Théo interroge son comparse du regard. Ce dernier secoue vivement la tête en signe de dénégation.
– Je suis désolé, tu sais, le monde dehors, c'est la jungle. Seuls les plus forts survivent. Théo marque un silence. Si tu veux, je peux ...
Anna fond en larmes. Elle comprend tout de suite et sans que le jeune homme n'ait à terminer sa phrase. Il lui propose d'achever sa mère.
La situation ne fait finalement que précipiter les choses. Anna se retrouve placée devant un dilemme. D'un côté, obéir à une froide logique de survie, de l'autre, elle pourrait faire preuve d'humanité, et peut-être de faiblesse. Anna hésite. James quitte la pièce et redescend piller les denrées alimentaires.
– Je sais, ce n'est pas facile.
– Vous ne pouvez pas revenir, me chercher quand ce sera fini ?
– On ne sort pas quand on veut. On prend des risques énormes quand on patrouille. Je ne peux pas te garantir que nous reviendrons, je suis les ordres. Je pense qu'il est très peu probable qu'on puisse revenir
– Alors je reste. Je ne peux pas laisser ma mère agoniser seule.
Théo a l'air déçu par la réponse. Il se tient silencieux, lui aussi a l'air d'être placé face à un dilemme moral. Tout à coup, son visage parait plus grave, son regard s'assombrit. Il remonte le canon de son arme et tient à nouveau Anna en joue.
– Descends et aide James à remplir les sacs ! Je vais faire ce qui doit être fait.

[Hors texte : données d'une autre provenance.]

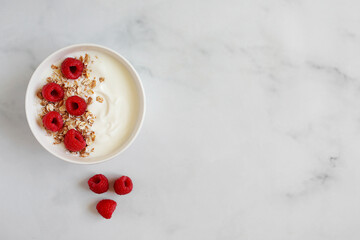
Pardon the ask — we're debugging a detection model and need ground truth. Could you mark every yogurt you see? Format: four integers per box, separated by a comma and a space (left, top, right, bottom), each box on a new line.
83, 51, 140, 157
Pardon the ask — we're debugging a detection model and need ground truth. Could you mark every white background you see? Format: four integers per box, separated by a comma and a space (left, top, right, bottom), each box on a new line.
0, 0, 360, 240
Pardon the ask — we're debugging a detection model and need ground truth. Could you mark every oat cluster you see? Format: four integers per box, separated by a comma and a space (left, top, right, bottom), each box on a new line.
37, 54, 105, 157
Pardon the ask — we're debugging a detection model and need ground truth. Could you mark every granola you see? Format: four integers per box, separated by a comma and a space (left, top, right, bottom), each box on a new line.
36, 54, 104, 157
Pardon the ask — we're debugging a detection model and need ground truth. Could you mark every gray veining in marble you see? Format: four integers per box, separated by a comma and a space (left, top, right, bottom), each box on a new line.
0, 0, 360, 240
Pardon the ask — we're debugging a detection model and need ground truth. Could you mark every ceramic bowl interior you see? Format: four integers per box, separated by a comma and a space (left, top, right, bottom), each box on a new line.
25, 44, 145, 164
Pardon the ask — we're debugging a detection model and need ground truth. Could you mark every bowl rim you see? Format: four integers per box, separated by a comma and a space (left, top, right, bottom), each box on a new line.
25, 43, 146, 165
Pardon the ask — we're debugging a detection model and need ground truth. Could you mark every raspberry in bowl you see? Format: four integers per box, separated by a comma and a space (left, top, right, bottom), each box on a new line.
25, 44, 145, 164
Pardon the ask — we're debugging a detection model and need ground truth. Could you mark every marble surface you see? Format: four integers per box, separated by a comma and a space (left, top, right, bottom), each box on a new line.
0, 0, 360, 240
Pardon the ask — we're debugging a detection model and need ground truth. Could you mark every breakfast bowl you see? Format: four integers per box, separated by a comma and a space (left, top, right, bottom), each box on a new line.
25, 44, 145, 164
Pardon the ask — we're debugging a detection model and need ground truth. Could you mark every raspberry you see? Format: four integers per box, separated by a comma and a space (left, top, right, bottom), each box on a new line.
114, 176, 133, 195
64, 129, 86, 152
61, 58, 84, 79
96, 199, 117, 219
43, 111, 63, 132
41, 83, 64, 102
66, 96, 87, 116
88, 174, 109, 194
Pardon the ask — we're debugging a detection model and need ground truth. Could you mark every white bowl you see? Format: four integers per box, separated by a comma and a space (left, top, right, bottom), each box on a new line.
25, 44, 145, 164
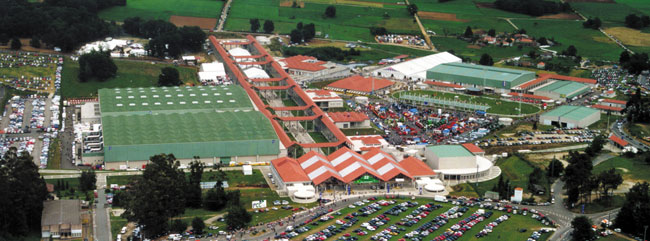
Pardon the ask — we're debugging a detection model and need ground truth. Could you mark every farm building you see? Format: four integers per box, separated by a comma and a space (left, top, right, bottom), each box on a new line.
271, 147, 437, 196
41, 200, 83, 240
325, 75, 395, 95
372, 52, 462, 81
427, 63, 535, 93
539, 105, 600, 128
348, 135, 390, 152
529, 81, 591, 101
278, 55, 351, 82
305, 90, 343, 110
327, 111, 370, 129
424, 144, 493, 182
99, 86, 284, 169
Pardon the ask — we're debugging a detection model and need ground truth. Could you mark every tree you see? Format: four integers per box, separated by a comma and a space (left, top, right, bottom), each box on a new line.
11, 37, 23, 50
248, 18, 260, 33
122, 154, 187, 237
571, 216, 594, 241
185, 157, 205, 208
546, 158, 564, 177
325, 5, 336, 18
406, 3, 418, 15
264, 20, 275, 33
598, 168, 623, 198
463, 26, 474, 38
585, 135, 607, 157
78, 50, 117, 81
289, 29, 302, 44
225, 205, 253, 230
0, 147, 48, 240
169, 219, 187, 233
79, 170, 97, 192
192, 217, 205, 234
488, 28, 497, 37
158, 67, 183, 86
29, 36, 41, 48
478, 54, 494, 66
614, 182, 650, 236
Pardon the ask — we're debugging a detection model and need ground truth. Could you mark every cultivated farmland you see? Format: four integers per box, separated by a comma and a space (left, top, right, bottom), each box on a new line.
99, 0, 223, 21
226, 0, 419, 42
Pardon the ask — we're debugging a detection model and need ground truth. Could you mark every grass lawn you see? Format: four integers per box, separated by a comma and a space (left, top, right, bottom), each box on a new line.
61, 58, 198, 98
591, 157, 650, 182
393, 90, 539, 115
47, 138, 61, 169
309, 131, 329, 143
589, 114, 623, 130
512, 19, 621, 60
294, 198, 550, 241
225, 0, 419, 42
341, 128, 384, 136
99, 0, 224, 21
431, 37, 536, 62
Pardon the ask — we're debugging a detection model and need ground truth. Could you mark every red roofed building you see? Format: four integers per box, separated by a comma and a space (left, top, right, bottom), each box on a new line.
325, 75, 395, 95
278, 55, 350, 80
305, 90, 343, 110
327, 111, 370, 129
609, 134, 630, 149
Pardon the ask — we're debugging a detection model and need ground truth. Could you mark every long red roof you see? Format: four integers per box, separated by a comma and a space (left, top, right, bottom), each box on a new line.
609, 134, 630, 147
327, 75, 395, 93
327, 111, 370, 122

Anna lui jette un regard surpris. Elle secoue la tête.
– Tu vas la tuer ?
Théo ne répond pas. Il tente de se donner de la contenance, puis il commence à se montrer menaçant. Sa mâchoire se crispe, son doigt se raidit sur la gâchette. Anna se dirige vers la porte, elle marche d'un pas feutré. Elle évite tout geste brusque. Elle regarde furtivement l'entrée de la chambre de sa mère, la bougie est toujours allumée et inonde la pièce d'une lueur dansante et angoissante. Lentement, elle descend les escaliers. Plongée dans le noir, elle entend James entasser les boîtes de conserve et Theo souffler. Il éteint la bougie, se dit-elle. Elle continue à descendre, elle ne fait quasiment aucun bruit, cherchant le mur de la main gauche, se guidant de la rambarde de la droite. Elle entend chuchoter à l'étage.
– J'ai fait le plein, on décampe, vocifère James.
Un coup de feu retentit . Anna sursaute et fond en larmes. Théo vient de tirer, elle n'a pas eu le courage d'opposer la moindre résistance. Elle n'a même pas osé aller dire au-revoir à sa mère.
– Putain, grouille, on va se faire repérer avec tes conneries ! s'inquiète James.
Théo descend d'un pas lourd et lent, il baisse les yeux en croisant le regard d'Anna. Ils rejoignent une camionnette située devant la porte d'entrée de la maison. Un inconnu d'une cinquantaine d'années est au volant. Il invite Anna à monter. Elle s'exécute, mécaniquement. Choquée et traumatisée, elle est complètement désemparée et perdue. Théo monte à sa suite. Il chuchote quelque chose à l'oreille de James.
– Putain tu fais chier connard, récrimine James.
Ce dernier sort du véhicule, court vers la maison. Le moteur du véhicule continue à tourner. Anna entend quelque chose qu'elle n'avait pas entendu depuis trois mois, de la musique. Elle n'y prête même pas attention. Un bruit sourd retentit. James revient en courant, remonte dans le véhicule et claque la portière.
– Bon les mecs, faut vraiment y aller.